A mutação de dentista em fotógrafo, de passaporte em prontuário odontológico é a mesma alternância em que o protagonista se enxerga: ora como peão que enfrenta cavalos, ora como rei que espera pela defesa da dama. O que ele precisa é tecer, portanto, A defesa Lujin, para alcançar proteção contra todos que o “atacam”. No insucesso desta empreitada, abandonar a partida, nos tabuleiros e na vida, foi a melhor solução que encontrou. Um jovem prodígio esmagado por sua genialidade, o que é uma temática até interessante, mas que se faz somente razoável porque repetitiva com pouquíssimas motivações internas ou externas para tais escolhas.
 
Infelizmente, o romance tem apenas boa execução em alguns capítulos ao passo que possui muitos momentos ruins, porque passa boa parte da narrativa em óbvios caminhos, com óbvias simbologias exploradas com grande ênfase, como que querendo se fazer notar a qualquer custo. Tem-se, porém, uma razoabilidade, a partir do segundo momento, posto que nele aprofundam-se algumas interpretações sobre uma vida de rompimentos e de possibilidades que não passam disso: potencial. A confusão psicológica que chega até a superfície do texto é bem realizada e é este o bônus que o leitor recebe por ter chegado até ali.  De “mãos abanando” não saímos.
 
Não é, contudo, a melhor realização de Nabokov; no entanto, sabemos que erros são mais comuns do que acertos. Não ganharemos todas as partidas.
 
Notas:
 
1 O romance não faz divisões em partes, apenas em capítulos.

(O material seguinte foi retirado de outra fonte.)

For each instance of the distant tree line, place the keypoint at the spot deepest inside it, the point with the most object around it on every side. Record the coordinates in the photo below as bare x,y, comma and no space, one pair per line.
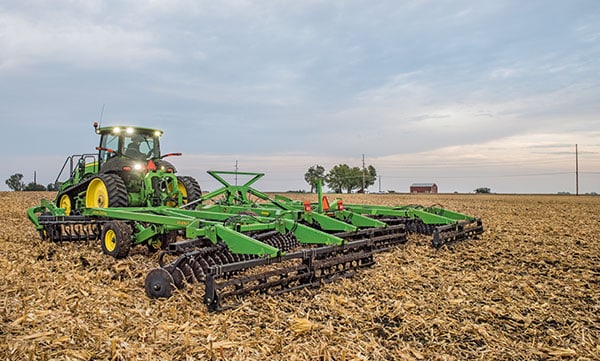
15,182
341,178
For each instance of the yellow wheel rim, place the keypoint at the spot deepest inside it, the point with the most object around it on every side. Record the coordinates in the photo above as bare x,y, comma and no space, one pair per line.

Esta proposição é uma visão particular que ajuda, nesta resenha, a explanar melhor dois movimentos da obra.
 
2 Todas as citações do romance foram extraídas de: NABOKOV, Vladimir. A defesa Lujin. São Paulo: Companhia das Letras, 2008. Atualmente, o exemplar encontra-se indisponível no catálogo da editora.
 
3 Cf. NABOKOV, Vladimir. Lições de literatura I. São Paulo: Fósforo Editora, 2021.